Główny podejrzany to 28-latek, któremu przedstawiono 4 zarzuty, za które grozi mu do 12 lat więzienia. Mężczyzna miał użyć ręcznego miotacza gazu a następnie przywłaszczyć samochód marki BMW, należący do poszkodowanego. Pozostałe zatrzymane osoby, za pomoc w przestępstwie rozboju i demontażu auta, usłyszały aż 11 zarzutów.
-Do zdarzenia doszło w sobotni wieczór, w miejscowości Głuszyna. Jak ustalili policjanci, 26-latek został napadnięty przez – o dwa lata starszego – mieszkańca powiatu namysłowskiego – mówi st. asp. Paweł Chmielewski, oficer prasowy KPP Namysłów. – 28-letni napastnik za pomocą siły fizycznej i ręcznego miotacza gazu obezwładnił poszkodowanego, zabrał jego auto marki BMW i odjechał w nieznanym kierunku. Pokrzywdzony oszacował wartość poniesionych strat na ponad 30 tysięcy złotych. Po kilku godzinach, kryminalni zatrzymali podejrzanego o rozbój 28-latka oraz ustalili, gdzie może być schowany przywłaszczony samochód. Gdy funkcjonariusze weszli do wskazanego garażu zobaczyli, że samochód jest już rozebrany a metalowa konstrukcja auta została przemalowana na inny kolor. Część wyposażenia pojazdu została wyrzucona do pobliskiego stawu a część spalona – mówi policjant.

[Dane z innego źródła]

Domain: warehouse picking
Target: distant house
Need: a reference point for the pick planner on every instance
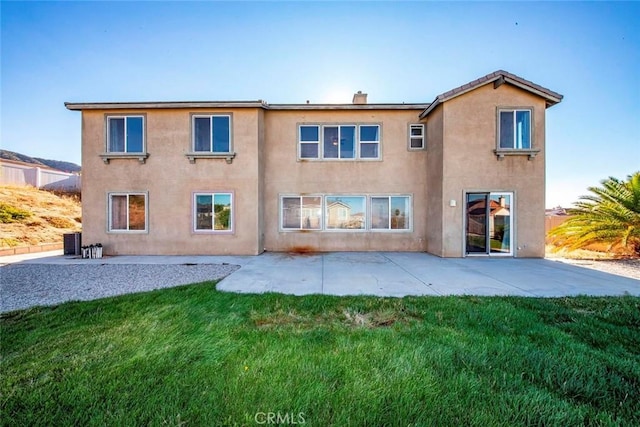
(14, 172)
(460, 176)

Do sprawy zostały zatrzymane także 3 inne osoby. Są to 18 i 19-latkowie, którzy mieli pomagać w demontażu pojazdu i niszczeniu dokumentów oraz 28-letnia kobieta, która podejrzana jest o udzielenie pomocy w przestępstwie rozboju. Łącznie usłyszeli oni 11 zarzutów, za które grozi kara do 5 lat więzienia. Teraz ich postępowaniem zajmie się sąd.